La plateforme Actions et perspectives pour le président de la République (APR) a dit prendre acte, jeudi 7 décembre, de l’avertissement infligé par le secrétariat exécutif du Parti démocratique gabonais à l’ensemble de ses membres.

Les membres signataires de l’APR prennent acte de l’avertissement du secrétariat exécutif du PDG. © Gabonreview

 

Reculade par crainte de sanctions plus lourdes ou repli stratégique ? 24 heures après la sortie du secrétariat général qui avait vivement condamné leur manifeste publié le 4 décembre dans les colonnes du quotidien L’Union, l’APR a dit prendre acte de l’«avertissement» que lui ont récemment infligé les instances du PDG. Une façon de rentrer dans les rangs desquels certains, au sein du parti, ont vite pensé qu’ils sortaient ? Sans doute.
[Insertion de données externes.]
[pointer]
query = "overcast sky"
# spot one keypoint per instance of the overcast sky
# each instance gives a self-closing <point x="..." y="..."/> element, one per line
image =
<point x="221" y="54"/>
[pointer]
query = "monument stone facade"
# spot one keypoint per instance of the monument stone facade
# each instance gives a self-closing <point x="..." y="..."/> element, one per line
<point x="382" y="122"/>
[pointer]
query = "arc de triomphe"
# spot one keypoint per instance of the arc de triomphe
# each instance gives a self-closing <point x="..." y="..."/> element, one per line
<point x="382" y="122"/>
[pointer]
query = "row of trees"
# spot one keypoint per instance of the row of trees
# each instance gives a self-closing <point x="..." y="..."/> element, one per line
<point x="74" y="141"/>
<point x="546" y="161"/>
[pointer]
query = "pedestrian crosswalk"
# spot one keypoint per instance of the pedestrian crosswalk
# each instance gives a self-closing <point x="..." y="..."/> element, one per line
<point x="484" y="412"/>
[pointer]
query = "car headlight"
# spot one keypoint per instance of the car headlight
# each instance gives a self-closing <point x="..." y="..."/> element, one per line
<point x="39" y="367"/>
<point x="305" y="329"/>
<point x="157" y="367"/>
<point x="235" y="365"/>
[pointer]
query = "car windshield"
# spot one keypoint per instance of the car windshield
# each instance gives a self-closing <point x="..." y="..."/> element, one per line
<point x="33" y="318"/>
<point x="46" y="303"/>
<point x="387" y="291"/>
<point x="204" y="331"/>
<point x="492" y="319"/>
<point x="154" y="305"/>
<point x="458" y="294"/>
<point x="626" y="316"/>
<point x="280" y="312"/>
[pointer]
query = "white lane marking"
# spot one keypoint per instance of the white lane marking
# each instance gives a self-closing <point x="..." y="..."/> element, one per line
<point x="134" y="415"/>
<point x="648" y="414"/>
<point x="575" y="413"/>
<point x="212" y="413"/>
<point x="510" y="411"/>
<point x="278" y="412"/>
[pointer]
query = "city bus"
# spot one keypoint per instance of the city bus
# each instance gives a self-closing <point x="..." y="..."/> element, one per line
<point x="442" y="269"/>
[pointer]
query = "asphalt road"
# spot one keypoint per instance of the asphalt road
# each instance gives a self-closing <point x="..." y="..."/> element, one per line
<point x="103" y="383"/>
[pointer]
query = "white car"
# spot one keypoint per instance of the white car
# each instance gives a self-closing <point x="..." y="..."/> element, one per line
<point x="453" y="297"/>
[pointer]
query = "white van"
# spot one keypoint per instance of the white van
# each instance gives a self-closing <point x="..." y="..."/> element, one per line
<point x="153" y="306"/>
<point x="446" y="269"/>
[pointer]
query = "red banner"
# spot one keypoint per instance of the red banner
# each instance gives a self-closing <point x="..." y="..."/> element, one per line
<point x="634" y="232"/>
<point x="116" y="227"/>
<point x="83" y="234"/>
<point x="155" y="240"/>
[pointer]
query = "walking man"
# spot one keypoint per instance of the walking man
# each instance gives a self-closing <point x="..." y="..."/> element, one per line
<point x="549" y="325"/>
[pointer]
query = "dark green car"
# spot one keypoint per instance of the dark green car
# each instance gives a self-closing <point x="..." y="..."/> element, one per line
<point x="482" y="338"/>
Quoique…

Noël Nelson Messone, donnant lecture de la déclaration de l’APR, et quelques membres de la plateforme, le 7 décembre à Libreville. © Gabonreview

Au nom de la plateforme, dans une déclaration, jeudi 7 décembre à Libreville, Noël Nelson Messone a tout de même tenu à préciser que, «pour tous les signataires du manifeste APR, prendre acte de l’avertissement du secrétariat général est d’autant plus normal, aisé et sans ambigüité que les hautes valeurs au respect desquelles (les) convie la hiérarchie exécutive du Parti démocratique gabonais sont en parfaite symbiose et cohérence absolue avec les valeurs (qu’ils rappellent et défendent), avec une inébranlable conviction, au point 11 du manifeste et dont (ils ne se sont) jamais départis par ailleurs».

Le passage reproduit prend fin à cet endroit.